Under Bill 7, introduced by Council Chairman Ernie Martin, the city could confiscate almost any type of property found on sidewalks without providing prior notice. Instead, the city would attach a note at the location of where an item was taken, informing the potential owner of how to get it back within 30 days.
“The city will be able to come in, take the items and remove them, and then restore public access to our sidewalks to all members of the public,” said Anderson.
Bill 54, signed into law 14 months ago by former Mayor Peter Carlisle, requires the city to provide 24-hour notice before going back to remove illegally stored property on sidewalks. The measure has not made much of a difference at Thomas Square.
“It hasn’t done anything to help anybody off the streets, it’s just continually put them in a state of crisis,” said Sugar Russell, an occupy protestor from Chicago who has been at the park since June of last year.
Meanwhile Anderson's measure Bill 6, would outlaw the pitching of tents on city sidewalks without a permit. The bill allows police to charge violators with a misdemeanor, punishable by up to a year in jail and as much as a $1,000 fine.

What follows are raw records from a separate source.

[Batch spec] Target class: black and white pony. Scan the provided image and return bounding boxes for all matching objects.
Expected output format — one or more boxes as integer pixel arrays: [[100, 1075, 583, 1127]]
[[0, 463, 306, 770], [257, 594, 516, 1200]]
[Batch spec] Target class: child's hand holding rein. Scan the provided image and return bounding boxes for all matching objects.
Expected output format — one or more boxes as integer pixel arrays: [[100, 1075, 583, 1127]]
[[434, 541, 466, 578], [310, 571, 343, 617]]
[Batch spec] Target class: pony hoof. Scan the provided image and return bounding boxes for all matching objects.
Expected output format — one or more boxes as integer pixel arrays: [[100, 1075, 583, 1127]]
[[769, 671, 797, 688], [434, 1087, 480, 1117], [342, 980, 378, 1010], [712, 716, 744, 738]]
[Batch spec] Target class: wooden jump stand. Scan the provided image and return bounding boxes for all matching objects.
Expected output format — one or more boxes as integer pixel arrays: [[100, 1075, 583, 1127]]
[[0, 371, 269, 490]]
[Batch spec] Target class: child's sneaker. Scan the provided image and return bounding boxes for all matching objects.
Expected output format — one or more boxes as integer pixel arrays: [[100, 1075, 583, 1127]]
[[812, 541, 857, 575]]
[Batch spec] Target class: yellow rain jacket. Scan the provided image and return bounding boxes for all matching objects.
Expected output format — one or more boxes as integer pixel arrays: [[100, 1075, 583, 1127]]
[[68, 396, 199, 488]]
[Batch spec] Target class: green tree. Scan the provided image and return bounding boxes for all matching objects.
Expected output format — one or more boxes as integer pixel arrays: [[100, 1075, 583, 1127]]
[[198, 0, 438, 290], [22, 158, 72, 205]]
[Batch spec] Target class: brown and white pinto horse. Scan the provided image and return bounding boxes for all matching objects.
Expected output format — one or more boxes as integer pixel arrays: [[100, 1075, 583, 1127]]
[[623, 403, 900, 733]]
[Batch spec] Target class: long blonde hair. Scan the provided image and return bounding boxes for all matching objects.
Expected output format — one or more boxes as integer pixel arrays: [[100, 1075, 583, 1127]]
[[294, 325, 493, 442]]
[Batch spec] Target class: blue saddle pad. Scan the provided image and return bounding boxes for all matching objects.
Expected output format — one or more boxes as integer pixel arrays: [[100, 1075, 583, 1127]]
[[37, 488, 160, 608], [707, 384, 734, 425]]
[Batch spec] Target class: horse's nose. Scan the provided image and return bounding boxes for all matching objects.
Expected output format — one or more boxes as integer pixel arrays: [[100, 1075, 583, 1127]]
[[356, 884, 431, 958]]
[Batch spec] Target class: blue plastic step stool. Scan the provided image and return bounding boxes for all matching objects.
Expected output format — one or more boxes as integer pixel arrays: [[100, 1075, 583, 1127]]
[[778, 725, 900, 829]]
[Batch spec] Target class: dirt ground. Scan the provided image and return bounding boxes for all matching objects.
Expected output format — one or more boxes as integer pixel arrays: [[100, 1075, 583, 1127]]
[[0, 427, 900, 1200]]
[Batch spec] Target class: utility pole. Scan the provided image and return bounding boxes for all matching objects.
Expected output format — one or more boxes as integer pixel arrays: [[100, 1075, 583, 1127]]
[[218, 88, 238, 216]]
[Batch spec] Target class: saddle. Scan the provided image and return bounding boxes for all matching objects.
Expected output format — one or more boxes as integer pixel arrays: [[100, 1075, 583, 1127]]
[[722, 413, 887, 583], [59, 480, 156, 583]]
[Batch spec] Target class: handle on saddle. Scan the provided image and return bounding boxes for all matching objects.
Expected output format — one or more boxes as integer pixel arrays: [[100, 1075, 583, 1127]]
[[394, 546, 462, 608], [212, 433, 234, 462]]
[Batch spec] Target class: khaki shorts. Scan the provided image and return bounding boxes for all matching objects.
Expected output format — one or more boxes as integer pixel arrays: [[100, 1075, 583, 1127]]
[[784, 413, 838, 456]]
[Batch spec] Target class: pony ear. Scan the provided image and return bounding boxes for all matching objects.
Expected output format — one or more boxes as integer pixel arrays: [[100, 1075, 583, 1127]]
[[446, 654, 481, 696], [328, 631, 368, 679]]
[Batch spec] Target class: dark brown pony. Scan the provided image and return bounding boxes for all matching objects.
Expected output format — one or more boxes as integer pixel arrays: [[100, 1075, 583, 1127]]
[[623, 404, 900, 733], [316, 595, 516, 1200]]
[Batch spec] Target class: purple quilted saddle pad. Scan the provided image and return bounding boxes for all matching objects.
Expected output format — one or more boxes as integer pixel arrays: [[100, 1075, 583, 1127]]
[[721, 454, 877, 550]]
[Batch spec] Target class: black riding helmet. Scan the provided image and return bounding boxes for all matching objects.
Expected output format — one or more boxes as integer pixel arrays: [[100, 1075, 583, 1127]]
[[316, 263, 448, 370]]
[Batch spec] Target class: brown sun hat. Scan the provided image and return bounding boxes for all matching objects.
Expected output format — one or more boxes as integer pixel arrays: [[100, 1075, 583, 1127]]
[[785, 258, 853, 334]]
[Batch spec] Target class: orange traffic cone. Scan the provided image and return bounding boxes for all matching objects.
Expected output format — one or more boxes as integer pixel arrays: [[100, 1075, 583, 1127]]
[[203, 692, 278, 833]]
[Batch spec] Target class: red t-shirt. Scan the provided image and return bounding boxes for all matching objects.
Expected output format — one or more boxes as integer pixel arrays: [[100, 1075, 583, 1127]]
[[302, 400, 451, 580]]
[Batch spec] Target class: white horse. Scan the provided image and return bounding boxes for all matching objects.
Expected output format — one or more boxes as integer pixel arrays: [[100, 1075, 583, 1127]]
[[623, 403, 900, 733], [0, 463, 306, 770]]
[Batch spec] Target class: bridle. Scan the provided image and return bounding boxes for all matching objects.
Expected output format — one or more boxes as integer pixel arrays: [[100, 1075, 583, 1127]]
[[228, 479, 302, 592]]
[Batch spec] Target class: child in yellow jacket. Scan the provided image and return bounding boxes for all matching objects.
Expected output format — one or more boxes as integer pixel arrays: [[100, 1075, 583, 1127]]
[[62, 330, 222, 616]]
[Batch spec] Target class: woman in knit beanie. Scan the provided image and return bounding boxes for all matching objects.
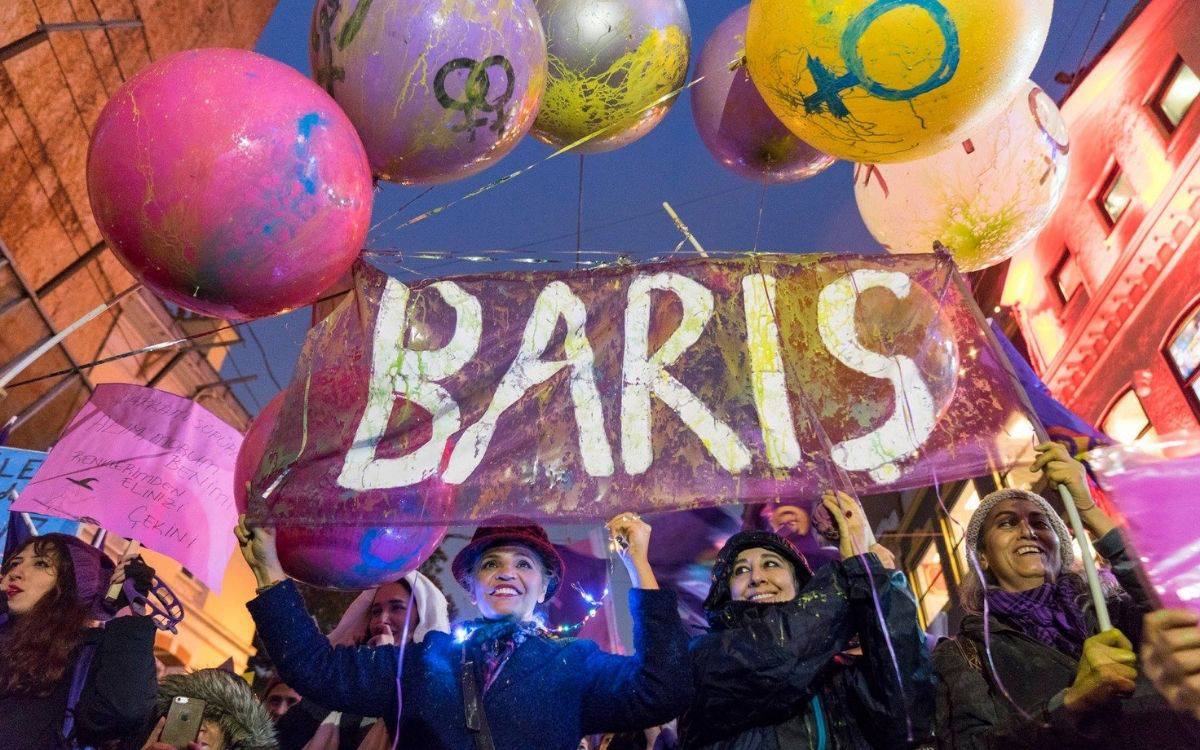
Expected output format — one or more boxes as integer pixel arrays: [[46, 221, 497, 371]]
[[0, 534, 155, 750], [934, 443, 1200, 750]]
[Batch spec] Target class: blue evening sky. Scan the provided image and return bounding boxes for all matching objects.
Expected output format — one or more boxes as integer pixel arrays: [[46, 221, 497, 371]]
[[222, 0, 1135, 413]]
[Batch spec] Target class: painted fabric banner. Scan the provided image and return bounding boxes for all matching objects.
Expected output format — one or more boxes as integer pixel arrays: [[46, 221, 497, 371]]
[[251, 256, 1032, 526], [12, 383, 241, 592]]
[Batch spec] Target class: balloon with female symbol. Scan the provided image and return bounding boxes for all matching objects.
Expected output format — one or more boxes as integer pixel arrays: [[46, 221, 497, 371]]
[[533, 0, 691, 152], [310, 0, 546, 185], [854, 82, 1069, 271], [691, 6, 834, 184], [234, 394, 448, 589], [746, 0, 1052, 163]]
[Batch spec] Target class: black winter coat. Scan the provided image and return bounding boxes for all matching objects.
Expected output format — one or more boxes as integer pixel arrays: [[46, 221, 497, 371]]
[[248, 581, 691, 750], [679, 554, 934, 750], [0, 617, 158, 750], [934, 530, 1200, 750]]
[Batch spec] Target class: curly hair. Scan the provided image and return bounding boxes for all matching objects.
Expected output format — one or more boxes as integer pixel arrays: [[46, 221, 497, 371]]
[[0, 536, 91, 697]]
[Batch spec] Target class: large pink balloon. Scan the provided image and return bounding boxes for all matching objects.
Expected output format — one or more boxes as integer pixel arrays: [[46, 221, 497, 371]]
[[691, 5, 834, 184], [234, 394, 448, 589], [88, 49, 372, 319]]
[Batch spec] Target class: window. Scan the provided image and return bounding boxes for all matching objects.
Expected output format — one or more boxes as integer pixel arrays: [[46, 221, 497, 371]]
[[1166, 308, 1200, 416], [1050, 247, 1084, 305], [913, 541, 950, 630], [1100, 388, 1157, 443], [946, 481, 979, 573], [1096, 164, 1133, 227], [1154, 58, 1200, 132]]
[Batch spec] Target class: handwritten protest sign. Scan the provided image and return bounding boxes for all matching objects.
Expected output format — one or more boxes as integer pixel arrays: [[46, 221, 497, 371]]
[[13, 384, 241, 590], [0, 446, 79, 547], [251, 256, 1032, 524]]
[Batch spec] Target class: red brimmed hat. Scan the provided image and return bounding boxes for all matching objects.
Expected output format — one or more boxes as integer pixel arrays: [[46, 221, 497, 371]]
[[450, 517, 566, 601]]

In a Feb. 20 letter to the City Council, American Civil Liberties Union of Hawaii senior staff attorney Dan Gluck wrote in opposition to the bill, saying it would cause unnecessary incarceration.
“Bill 6 does nothing to address Honolulu's homeless problem,” said Gluck. “Rather, it just shuffles people from place to place, moving homeless individuals farther from service providers and saddling the homeless with criminal records (making it more difficult to find employment and housing).”
Bill 7 faces a public hearing and second reading before the full City Council after clearing the committee vote Tuesday. Bill 6 has yet to be heard at the committee level, but Anderson said some of its key points could be folded into Bill 7. Bills must pass three readings before being forwarded to the mayor for consideration.
Correction: A prior version of this story stated Ikaika Anderson was the sponsor of Bill 7.